Opened 2 years ago

Closed 2 years ago

#33655 closed Cleanup/optimization (fixed)

Unnecessary column in a GROUP BY clause with QuerySet.exists()

Reported by: Marc Perrin Owned by: Marc Perrin
Component: Database layer (models, ORM) Version: 4.0
Severity: Normal Keywords: exists group by
Cc: Simon Charette Triage Stage: Ready for checkin
Has patch: yes Needs documentation: no
Needs tests: no Patch needs improvement: no
Easy pickings: no UI/UX: no

Description

I've got a question about the interaction between exists() and group by.

For example something like:

Manager.values('field').annotate(cnt=Count('id')).filter(cnt__gt=1).exists()

The corresp. query with PostgreSQL looks like this:

SELECT (1) AS "a"
FROM "app_model"
GROUP BY "app_model"."field", (1)
HAVING COUNT("app_model"."id") > 1
LIMIT 1

exists() (see https://github.com/django/django/blob/470708f50d8c13a50770893b8d7181f5218bf3ac/django/db/models/sql/query.py#L563) clears the SELECT clause and replaces it by (if I understand correctly) a hardcoded value 1 (as "a"), along with a limit of 1, which makes sense to me.

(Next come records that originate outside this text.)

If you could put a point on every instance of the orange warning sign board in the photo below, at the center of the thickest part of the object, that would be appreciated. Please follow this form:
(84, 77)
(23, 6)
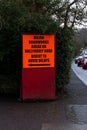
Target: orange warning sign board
(38, 51)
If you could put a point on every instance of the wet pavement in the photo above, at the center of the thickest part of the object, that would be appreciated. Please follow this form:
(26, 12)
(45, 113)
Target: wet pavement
(66, 113)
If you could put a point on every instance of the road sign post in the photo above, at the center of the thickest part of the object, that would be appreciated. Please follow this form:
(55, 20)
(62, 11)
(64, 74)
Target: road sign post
(38, 70)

But get_group_by() (see https://github.com/django/django/blob/6b53114dd862ec97c282fdfdc83579cbd6d1560d/django/db/models/sql/compiler.py#L79) pushes this hardcoded value to the GROUP BY clause and we end up with the query above.

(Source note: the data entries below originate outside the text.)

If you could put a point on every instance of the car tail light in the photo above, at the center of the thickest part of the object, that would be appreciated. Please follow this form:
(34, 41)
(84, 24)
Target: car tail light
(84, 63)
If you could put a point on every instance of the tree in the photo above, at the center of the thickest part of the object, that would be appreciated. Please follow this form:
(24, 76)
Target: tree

Now, on PostgreSQL, that works, but to me it sounds like it works by luck/lucky robustness... and certainly the same query without the , (1) in the GROUP BY clause yields the same result.
The problem is that outside of PostgreSQL that GROUP BY clause can be downright invalid...
Note that if I alter exists() to use {'a': 2} instead of {'a': 1}, it does not work anymore (on PostgreSQL), because (2) in the SELECT clause means the hardcoded number 2 while (2) in the GROUP BY clause presumably (??) refers to the 2nd expr of the SELECT clause, but we only got one...

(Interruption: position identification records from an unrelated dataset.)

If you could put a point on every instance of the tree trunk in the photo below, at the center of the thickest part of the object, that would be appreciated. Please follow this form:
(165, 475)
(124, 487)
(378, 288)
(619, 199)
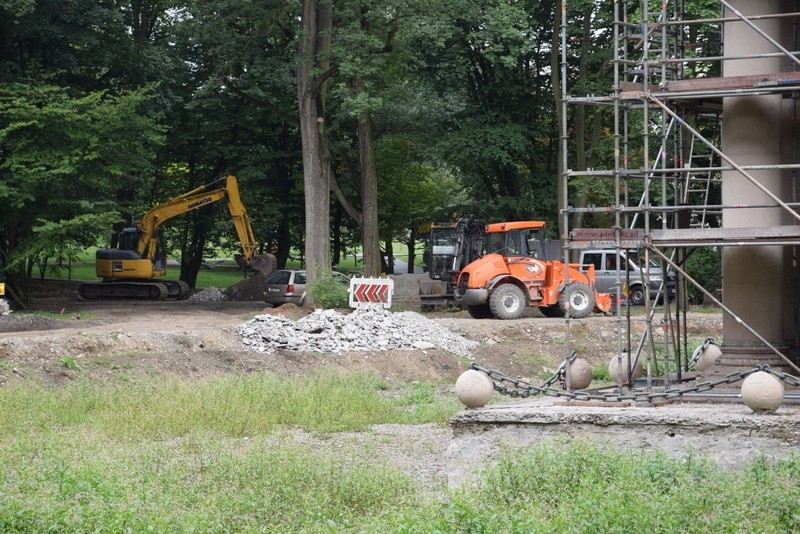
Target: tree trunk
(314, 44)
(193, 258)
(336, 246)
(389, 256)
(369, 193)
(555, 79)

My feeling is that get_group_by() should avoid adding extra/raw sql (or at least extra/raw pure values, if we can detect that...) to the group by expressions?

NB: the existing/old ticket that seems most related to my question would probably be: https://code.djangoproject.com/ticket/24835

Change History (15)

comment:1 by Mariusz Felisiak, 2 years ago

Cc: Simon Charette added
Summary: Interaction between exists() and group byUnnecessary column in a GROUP BY clause with QuerySet.exists()
Triage Stage: UnreviewedAccepted
Type: UncategorizedCleanup/optimization

Thanks for the report. I agree that (1) is unnecessary in the GROUP BY clause unfortunately we cannot always remove constants from it because folks can use them as an alias for n-th column (as you already noticed). Maybe we could select only the first column from the GROUP BY clause instead:

  • django/db/models/sql/query.py

    diff --git a/django/db/models/sql/query.py b/django/db/models/sql/query.py
    index 64e7927f7a..940d3141d1 100644
    a b class Query(BaseExpression):  
    582582        q.clear_ordering(force=True)
    583583        if limit:
    584584            q.set_limits(high=1)
    585         q.add_extra({"a": 1}, None, None, None, None, None)
    586         q.set_extra_mask(["a"])
     585        if q.group_by and not q.select:
     586            q.add_select_col(q.group_by[0], "a")
     587        else:
     588            q.add_extra({"a": 1}, None , None, None, None, None)
     589            q.set_extra_mask(["a"])
    587590        return q
    588591
    589592    def has_results(self, using):

Tentatively accepted for future investigation.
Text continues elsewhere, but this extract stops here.